Development Installation

git clone 
cd rag-knowledge-preparation-python
pip install -e ".[dev]"

Quick Start

Document Processing

from rag_knowledge_preparation import (
    convert_document_to_markdown,
    convert_scanned_document_to_markdown,
    convert_documents_batch
)

# Convert a single document
markdown_content = convert_document_to_markdown("document.pdf")

# Convert a scanned document with OCR
scanned_content = convert_scanned_document_to_markdown("scanned_document.pdf")

# Process multiple documents
results = convert_documents_batch(["doc1.pdf", "doc2.docx", "doc3.html"])

Codebase Analysis

from rag_knowledge_preparation import (
    export_codebase_to_markdown,
    analyze_codebase_structure,
    get_codebase_overview
)

# Export entire codebase to Markdown
output_file = export_codebase_to_markdown("./my_project", "codebase_export.md")

# Analyze codebase structure
structure = analyze_codebase_structure("./my_project")

# Get high-level overview
overview = get_codebase_overview("./my_project")

Document Processing Details

Supported Formats

  • PDF: Native PDF processing with OCR support
  • Microsoft Office: DOCX, DOC, PPTX, PPT
  • Web Formats: HTML, XML
  • Data Formats: CSV, TSV, JSON
  • Text Formats: TXT, MD, RST

Processing Presets

Basic Processing

from rag_knowledge_preparation import convert_document_to_markdown

# Basic processing without OCR
content = convert_document_to_markdown(
    "document.pdf", 
    processing_preset="basic"
)

Standard Document Processing

# Standard processing with OCR and advanced tables
content = convert_document_to_markdown(
    "document.pdf", 
    processing_preset="standard"
)

OCR-Heavy Processing

# Heavy OCR processing for scanned documents
content = convert_document_to_markdown(
    "scanned_document.pdf", 
    processing_preset="ocr_heavy"
)

Table-Focused Processing

# Optimized for documents with complex tables
content = convert_document_to_markdown(
    "data_heavy_document.pdf", 
    processing_preset="table_focused"
)

High-Quality Processing

# Maximum quality with all features enabled
content = convert_document_to_markdown(
    "important_document.pdf", 
    processing_preset="high_quality"
)

Custom Configuration

from rag_knowledge_preparation import convert_document_to_markdown

# Custom configuration
content = convert_document_to_markdown(
    "document.pdf",
    processing_preset="standard",
    ocr_engine="tesseract",
    ocr_language="en",
    table_confidence_threshold=0.9,
    enable_cell_matching=True
)

Batch Processing

from rag_knowledge_preparation import convert_documents_batch, convert_folder_to_markdown

# Process multiple files
results = convert_documents_batch([
    "document1.pdf",
    "document2.docx", 
    "document3.html"
])

# Process entire folder
folder_results = convert_folder_to_markdown("./documents/")

Codebase Analysis Usage

Basic Analysis

from rag_knowledge_preparation import analyze_codebase_structure

# Analyze codebase structure
structure = analyze_codebase_structure("./my_project")

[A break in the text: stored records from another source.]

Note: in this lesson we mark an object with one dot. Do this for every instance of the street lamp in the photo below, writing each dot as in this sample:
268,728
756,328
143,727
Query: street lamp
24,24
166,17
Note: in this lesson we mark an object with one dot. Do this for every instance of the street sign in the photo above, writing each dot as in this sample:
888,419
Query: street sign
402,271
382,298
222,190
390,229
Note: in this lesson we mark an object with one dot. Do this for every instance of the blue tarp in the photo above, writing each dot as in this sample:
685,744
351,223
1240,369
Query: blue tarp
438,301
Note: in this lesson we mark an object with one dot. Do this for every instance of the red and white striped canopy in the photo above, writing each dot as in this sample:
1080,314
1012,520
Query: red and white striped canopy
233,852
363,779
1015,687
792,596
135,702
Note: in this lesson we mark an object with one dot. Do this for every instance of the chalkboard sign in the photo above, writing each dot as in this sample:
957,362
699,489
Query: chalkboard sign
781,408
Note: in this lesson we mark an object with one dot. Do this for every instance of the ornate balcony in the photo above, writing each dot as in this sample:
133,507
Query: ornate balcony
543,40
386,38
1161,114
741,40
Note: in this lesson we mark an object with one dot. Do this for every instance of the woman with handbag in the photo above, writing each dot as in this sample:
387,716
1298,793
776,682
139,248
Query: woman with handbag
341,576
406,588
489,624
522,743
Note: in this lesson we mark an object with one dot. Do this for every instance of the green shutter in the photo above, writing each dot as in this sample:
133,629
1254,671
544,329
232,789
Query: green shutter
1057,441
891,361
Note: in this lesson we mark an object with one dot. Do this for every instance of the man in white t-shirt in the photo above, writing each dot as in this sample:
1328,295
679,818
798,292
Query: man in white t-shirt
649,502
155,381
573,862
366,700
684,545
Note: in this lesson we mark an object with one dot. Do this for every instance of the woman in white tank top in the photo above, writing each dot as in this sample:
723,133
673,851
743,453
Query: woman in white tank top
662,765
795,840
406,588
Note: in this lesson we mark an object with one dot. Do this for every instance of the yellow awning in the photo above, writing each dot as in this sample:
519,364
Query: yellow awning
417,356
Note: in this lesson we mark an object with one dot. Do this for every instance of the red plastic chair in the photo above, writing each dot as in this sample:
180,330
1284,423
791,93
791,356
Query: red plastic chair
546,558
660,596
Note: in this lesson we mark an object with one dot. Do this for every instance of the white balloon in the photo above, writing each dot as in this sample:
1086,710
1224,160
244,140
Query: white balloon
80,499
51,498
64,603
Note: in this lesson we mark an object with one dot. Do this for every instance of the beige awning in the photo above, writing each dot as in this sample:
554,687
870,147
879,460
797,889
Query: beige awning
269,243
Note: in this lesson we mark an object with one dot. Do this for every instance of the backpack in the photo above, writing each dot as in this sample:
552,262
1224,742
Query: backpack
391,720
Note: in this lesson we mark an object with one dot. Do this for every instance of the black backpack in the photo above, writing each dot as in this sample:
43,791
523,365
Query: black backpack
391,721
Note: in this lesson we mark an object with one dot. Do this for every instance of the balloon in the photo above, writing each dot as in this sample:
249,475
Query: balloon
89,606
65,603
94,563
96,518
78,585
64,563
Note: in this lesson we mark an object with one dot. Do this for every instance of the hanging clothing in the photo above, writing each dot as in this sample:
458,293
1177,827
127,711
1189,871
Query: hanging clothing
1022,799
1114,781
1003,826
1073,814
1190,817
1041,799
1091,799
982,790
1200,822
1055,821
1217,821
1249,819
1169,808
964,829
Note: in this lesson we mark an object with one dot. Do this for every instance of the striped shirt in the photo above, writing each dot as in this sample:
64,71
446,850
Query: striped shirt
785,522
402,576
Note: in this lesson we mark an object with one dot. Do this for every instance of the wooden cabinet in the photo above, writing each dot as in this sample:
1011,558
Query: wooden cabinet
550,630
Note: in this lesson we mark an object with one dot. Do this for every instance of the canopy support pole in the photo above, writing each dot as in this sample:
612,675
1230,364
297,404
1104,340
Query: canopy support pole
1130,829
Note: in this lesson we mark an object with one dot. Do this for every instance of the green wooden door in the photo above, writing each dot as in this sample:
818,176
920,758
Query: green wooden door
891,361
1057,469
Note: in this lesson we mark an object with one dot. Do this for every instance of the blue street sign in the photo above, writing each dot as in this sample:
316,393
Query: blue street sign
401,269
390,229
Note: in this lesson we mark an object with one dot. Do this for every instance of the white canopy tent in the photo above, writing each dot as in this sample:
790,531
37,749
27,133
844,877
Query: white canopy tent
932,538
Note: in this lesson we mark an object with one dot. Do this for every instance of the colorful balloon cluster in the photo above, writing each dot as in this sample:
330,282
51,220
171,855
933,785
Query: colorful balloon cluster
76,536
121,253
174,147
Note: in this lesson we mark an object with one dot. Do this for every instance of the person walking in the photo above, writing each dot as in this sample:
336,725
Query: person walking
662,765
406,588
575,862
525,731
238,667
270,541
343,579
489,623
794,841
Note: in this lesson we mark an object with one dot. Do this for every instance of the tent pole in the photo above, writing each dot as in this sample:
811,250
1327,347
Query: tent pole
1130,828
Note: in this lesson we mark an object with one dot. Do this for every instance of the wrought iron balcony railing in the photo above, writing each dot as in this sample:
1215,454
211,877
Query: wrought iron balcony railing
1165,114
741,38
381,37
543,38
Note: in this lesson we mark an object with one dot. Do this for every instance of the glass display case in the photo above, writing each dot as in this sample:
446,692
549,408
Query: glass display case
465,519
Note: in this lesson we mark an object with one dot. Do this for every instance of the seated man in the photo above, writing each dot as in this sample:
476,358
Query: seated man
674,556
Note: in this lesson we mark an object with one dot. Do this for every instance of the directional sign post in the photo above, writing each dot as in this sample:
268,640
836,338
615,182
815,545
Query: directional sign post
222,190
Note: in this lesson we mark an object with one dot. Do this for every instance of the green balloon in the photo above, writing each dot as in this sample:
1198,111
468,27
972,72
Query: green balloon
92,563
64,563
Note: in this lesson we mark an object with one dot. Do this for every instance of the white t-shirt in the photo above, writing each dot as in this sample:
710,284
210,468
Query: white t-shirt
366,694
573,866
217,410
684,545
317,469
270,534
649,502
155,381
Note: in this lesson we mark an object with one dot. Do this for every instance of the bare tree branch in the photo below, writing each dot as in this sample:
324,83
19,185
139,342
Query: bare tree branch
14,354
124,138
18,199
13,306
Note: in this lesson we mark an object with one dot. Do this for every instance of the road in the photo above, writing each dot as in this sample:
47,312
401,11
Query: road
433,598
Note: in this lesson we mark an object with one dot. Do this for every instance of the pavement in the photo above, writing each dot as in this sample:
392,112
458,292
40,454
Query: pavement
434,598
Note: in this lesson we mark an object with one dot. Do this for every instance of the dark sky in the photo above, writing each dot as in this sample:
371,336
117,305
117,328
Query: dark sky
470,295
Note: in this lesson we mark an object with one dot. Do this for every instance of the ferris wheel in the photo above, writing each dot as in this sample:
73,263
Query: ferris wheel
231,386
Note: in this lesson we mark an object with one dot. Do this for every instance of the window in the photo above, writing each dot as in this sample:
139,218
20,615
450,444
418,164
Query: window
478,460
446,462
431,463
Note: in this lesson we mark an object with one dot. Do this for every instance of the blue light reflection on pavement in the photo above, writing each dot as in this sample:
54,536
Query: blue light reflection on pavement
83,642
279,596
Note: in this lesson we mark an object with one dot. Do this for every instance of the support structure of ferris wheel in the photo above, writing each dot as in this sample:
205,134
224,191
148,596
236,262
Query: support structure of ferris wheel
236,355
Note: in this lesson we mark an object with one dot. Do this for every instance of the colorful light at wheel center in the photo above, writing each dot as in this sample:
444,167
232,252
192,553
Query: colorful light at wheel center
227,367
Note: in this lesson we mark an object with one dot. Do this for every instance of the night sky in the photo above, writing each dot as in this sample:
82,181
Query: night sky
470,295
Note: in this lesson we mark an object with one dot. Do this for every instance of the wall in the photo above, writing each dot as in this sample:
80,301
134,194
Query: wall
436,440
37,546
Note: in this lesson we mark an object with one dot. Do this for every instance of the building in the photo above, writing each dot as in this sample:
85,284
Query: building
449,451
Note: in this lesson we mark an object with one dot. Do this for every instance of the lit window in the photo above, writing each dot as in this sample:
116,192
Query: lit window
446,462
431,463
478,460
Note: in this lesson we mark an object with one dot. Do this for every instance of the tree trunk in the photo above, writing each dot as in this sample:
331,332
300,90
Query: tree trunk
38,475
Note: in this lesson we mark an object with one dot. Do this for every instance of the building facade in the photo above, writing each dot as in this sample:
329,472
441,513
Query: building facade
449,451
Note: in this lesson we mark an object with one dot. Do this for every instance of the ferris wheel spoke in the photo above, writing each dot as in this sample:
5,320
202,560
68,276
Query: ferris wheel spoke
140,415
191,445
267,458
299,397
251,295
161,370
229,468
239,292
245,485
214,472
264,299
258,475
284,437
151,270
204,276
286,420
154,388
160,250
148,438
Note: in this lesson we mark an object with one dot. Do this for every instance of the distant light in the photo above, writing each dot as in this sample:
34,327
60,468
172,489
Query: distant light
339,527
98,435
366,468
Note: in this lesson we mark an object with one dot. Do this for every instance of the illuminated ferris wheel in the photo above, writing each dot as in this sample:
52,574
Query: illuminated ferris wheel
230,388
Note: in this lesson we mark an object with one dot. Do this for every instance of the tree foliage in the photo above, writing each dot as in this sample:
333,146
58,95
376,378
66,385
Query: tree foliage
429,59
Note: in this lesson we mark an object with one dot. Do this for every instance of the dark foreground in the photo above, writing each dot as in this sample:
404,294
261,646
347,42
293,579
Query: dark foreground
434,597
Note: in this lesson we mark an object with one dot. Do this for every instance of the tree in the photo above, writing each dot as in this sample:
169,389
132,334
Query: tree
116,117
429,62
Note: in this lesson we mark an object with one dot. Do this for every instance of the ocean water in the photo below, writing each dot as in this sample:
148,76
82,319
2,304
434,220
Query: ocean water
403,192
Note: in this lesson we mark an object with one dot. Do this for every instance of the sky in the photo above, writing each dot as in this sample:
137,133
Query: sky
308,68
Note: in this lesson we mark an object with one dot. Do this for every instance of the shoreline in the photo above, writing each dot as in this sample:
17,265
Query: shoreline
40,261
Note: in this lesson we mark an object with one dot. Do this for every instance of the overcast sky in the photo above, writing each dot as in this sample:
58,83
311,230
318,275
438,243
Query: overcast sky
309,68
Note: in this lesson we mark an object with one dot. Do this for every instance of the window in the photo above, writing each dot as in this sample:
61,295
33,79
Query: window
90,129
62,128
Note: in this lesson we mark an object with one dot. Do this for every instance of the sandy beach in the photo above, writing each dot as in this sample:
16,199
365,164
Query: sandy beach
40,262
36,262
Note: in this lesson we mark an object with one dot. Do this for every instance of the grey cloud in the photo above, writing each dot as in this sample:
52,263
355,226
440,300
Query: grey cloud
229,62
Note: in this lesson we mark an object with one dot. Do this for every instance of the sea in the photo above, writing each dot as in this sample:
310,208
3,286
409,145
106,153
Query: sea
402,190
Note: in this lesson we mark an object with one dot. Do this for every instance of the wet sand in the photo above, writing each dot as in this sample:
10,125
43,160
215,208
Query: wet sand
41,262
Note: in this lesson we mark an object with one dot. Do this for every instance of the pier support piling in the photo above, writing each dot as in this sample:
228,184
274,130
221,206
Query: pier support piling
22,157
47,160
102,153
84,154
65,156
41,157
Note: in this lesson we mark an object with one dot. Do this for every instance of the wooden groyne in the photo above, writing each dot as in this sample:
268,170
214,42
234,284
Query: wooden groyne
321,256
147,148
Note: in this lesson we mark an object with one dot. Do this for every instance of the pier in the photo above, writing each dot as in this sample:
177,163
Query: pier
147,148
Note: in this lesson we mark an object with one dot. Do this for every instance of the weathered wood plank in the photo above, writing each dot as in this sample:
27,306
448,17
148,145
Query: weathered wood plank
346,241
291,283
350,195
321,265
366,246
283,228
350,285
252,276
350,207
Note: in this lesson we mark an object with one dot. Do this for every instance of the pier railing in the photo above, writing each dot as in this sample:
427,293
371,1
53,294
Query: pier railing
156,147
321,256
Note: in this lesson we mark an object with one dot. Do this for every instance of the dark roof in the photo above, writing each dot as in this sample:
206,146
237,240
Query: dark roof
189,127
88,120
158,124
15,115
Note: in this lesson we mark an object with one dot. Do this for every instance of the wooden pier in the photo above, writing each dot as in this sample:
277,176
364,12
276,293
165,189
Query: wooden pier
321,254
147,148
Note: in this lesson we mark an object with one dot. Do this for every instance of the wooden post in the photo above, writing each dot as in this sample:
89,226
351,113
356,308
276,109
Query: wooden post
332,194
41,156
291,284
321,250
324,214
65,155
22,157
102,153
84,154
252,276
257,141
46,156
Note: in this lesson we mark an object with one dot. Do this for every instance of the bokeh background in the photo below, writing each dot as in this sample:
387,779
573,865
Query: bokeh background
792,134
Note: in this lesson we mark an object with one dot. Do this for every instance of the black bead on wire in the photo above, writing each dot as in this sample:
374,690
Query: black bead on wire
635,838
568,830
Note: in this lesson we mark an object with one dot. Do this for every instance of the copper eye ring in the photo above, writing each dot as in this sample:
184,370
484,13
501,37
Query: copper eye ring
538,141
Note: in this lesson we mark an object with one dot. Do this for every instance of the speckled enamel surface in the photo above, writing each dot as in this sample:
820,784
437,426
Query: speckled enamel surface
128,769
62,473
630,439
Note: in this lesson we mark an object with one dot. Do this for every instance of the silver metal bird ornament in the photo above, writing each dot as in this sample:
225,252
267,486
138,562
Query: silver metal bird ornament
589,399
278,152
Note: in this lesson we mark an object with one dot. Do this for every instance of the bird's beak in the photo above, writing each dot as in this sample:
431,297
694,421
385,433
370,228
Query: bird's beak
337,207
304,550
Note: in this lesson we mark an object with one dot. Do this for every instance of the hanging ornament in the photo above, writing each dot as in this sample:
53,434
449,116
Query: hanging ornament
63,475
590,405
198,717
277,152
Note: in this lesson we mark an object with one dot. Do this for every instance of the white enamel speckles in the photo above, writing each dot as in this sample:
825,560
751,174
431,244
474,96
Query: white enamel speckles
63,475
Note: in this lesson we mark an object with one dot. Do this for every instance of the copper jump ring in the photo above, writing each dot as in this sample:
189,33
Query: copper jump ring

print(f"Total files: {structure['total_files']}")
print(f"Total lines: {structure['total_lines']}")
print(f"Languages: {structure['languages']}")

Export to Markdown

from rag_knowledge_preparation import export_codebase_to_markdown

# Export with default settings
output_file = export_codebase_to_markdown("./my_project")

# Export with custom output file
output_file = export_codebase_to_markdown(
    "./my_project", 
    output_file="my_codebase.md"
)

AI-Powered Analysis

from rag_knowledge_preparation import export_codebase_to_markdown

# Export with AI summaries (requires Gemini API key)
output_file = export_codebase_to_markdown(
    "./my_project",
    gemini_api_key="your-gemini-api-key",
    gemini_model="gemini-pro"
)

Codebase Processing Presets

Minimal Processing

from rag_knowledge_preparation import export_codebase_to_markdown

# Minimal processing - basic analysis only
output_file = export_codebase_to_markdown(
    "./my_project", 
    processing_preset="minimal"
)

Standard Processing

# Standard processing with full analysis
output_file = export_codebase_to_markdown(
    "./my_project", 
    processing_preset="standard"
)

Comprehensive Processing

# Comprehensive processing with all features
output_file = export_codebase_to_markdown(
    "./my_project", 
    processing_preset="comprehensive"
)

Configuration Options

from rag_knowledge_preparation import (
    CodebaseProcessingConfig,
    MetadataConfig,
    export_codebase_to_markdown
)

# Custom configuration
config = CodebaseProcessingConfig(
    max_file_size_mb=2.0,
    include_test_files=False,
    include_documentation=True,
    enable_ai_summary=True,
    gemini_api_key="your-api-key",
    custom_ignore_patterns=["*.log", "temp/*"]
)

# Custom metadata configuration
metadata_config = MetadataConfig(
    include_file_path=True,
    include_language=True,
    include_purpose=True,
    include_dependencies=True,
    include_structure=True,
    include_summary=True
)

config.metadata_config = metadata_config

# Use custom configuration
output_file = export_codebase_to_markdown(
    "./my_project",
    processing_preset="custom",
    **config.model_dump()
)

Advanced Features

Language Detection and Classification

The library automatically detects programming languages and classifies files by purpose:

from rag_knowledge_preparation.codebase_processing.analysis import (
    get_language_from_extension,
    classify_file_by_purpose
)

# Detect language from file extension
language = get_language_from_extension("script.py")  # Returns "python"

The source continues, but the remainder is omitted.